Her research frames planning & historic preservation practices as avenues to social justice. Her scholarship and digital humanities platforms tell the story of freedom colonies, African American settlements founded after Juneteenth in Texas between 1865-1930. The Journal of Planning History, Buildings and Landscapes, the Journal of the American Planning Association, the Journal of Community Archaeology and HeritagePlanning Theory & Practice, and Environmental Justice have published her peer-reviewed scholarship on Black planning history, cultural landscape theory, Black feminist preservation, and participatory preservation. Her commentary has also appeared in Newsweek, The Conversation, and the National Trust for Historic Preservation’s Leadership Forum.

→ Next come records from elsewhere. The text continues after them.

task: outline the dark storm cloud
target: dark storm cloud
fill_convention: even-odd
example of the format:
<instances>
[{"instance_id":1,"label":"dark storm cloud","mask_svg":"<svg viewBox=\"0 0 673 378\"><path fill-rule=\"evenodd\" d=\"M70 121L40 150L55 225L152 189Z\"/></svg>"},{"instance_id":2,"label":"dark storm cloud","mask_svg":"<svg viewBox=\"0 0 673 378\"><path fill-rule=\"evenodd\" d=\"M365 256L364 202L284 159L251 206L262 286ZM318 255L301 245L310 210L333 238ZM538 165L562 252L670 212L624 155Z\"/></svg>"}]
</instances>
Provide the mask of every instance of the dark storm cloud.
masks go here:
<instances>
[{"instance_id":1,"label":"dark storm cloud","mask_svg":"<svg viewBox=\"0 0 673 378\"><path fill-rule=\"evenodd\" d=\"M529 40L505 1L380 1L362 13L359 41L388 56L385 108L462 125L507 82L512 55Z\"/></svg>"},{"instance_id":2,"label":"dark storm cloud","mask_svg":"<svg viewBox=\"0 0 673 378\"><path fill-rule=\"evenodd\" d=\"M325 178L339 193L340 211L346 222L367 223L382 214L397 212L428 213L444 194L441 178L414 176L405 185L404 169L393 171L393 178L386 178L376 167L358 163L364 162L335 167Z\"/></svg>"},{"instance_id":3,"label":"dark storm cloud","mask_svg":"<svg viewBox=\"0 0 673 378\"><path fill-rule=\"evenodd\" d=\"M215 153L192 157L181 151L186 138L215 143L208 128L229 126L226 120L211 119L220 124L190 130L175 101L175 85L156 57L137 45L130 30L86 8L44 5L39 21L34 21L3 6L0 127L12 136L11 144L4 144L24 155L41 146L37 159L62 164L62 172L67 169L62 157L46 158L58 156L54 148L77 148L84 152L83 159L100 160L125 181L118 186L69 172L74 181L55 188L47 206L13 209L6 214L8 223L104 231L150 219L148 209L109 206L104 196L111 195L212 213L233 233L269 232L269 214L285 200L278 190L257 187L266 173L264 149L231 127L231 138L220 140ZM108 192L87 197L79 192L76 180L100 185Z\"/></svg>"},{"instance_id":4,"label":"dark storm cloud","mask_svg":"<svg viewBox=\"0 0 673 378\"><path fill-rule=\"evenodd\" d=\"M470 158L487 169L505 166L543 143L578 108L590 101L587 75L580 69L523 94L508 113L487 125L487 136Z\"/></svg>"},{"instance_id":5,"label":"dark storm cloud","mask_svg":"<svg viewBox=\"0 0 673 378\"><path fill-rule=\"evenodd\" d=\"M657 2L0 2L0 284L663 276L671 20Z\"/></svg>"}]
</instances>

She is also a 6th generation Texas, whose ancestors were formerly enslaved and founded freedom colonies. In 2014, she founded The Texas Freedom Colonies Project. The Project’s student researchers, community collaborators, and the freedom colony diaspora contribute to The TXFCP Atlas, a publicly accessible map and database filled with descendants' memories, visual histories, landscape features, and reports on contemporary life in 410 of the 557 known settlements in Texas. In addition to showing previously unmapped Black communities, the map contains spatial layers which contain Hurricane Harvey impacts, pending transportation projects and governance boundaries. The Atlas has become the first publicly available statewide platform to make disparate ecological and development impacts on historic Black communities visible to the public, practitioners, and policymakers. Consequently, the Atlas has integrated descendants’ heritage values and sense of place into urban planning processes in which they had previously been invisible. The Texas Department of Transportation, the Army Corps of Engineers, and the Council of Texas Archeologists use the platform to identify Black historic resources at risk. 

Dr. Roberts is also the Consultant/Owner of Freedom Colonies Project, LLC, which provides research design support, diversity, equity, and inclusion (DEI) workshops and programming for preservation organizations, and public speaking. Her clients include the Texas Historical Commission, the Urban Land Institute, the American Society of Landscape Architects, the University of Virginia’s Center for Cultural Landscapes, and Florida State University’s Legacy Communities Project.

She advises Texas’ State Historic Preservation Officer concerning National Register nominations as a Texas State Board of Review member and is a Mellon Foundation National Monument Audit Advisory Board member. She has received awards for her engaged scholarship from The Vernacular Architecture Forum and the Urban Affairs Association.  Dr. Roberts is a 2020-21 Whiting Public Engagement Fellow and was a 2020 Visiting Scholar at Yale’s Gilder Lehrman Center for the Study of Slavery, Resistance, Abolition. She is currently writing a book about Black historic preservation practice for The University of Texas Press.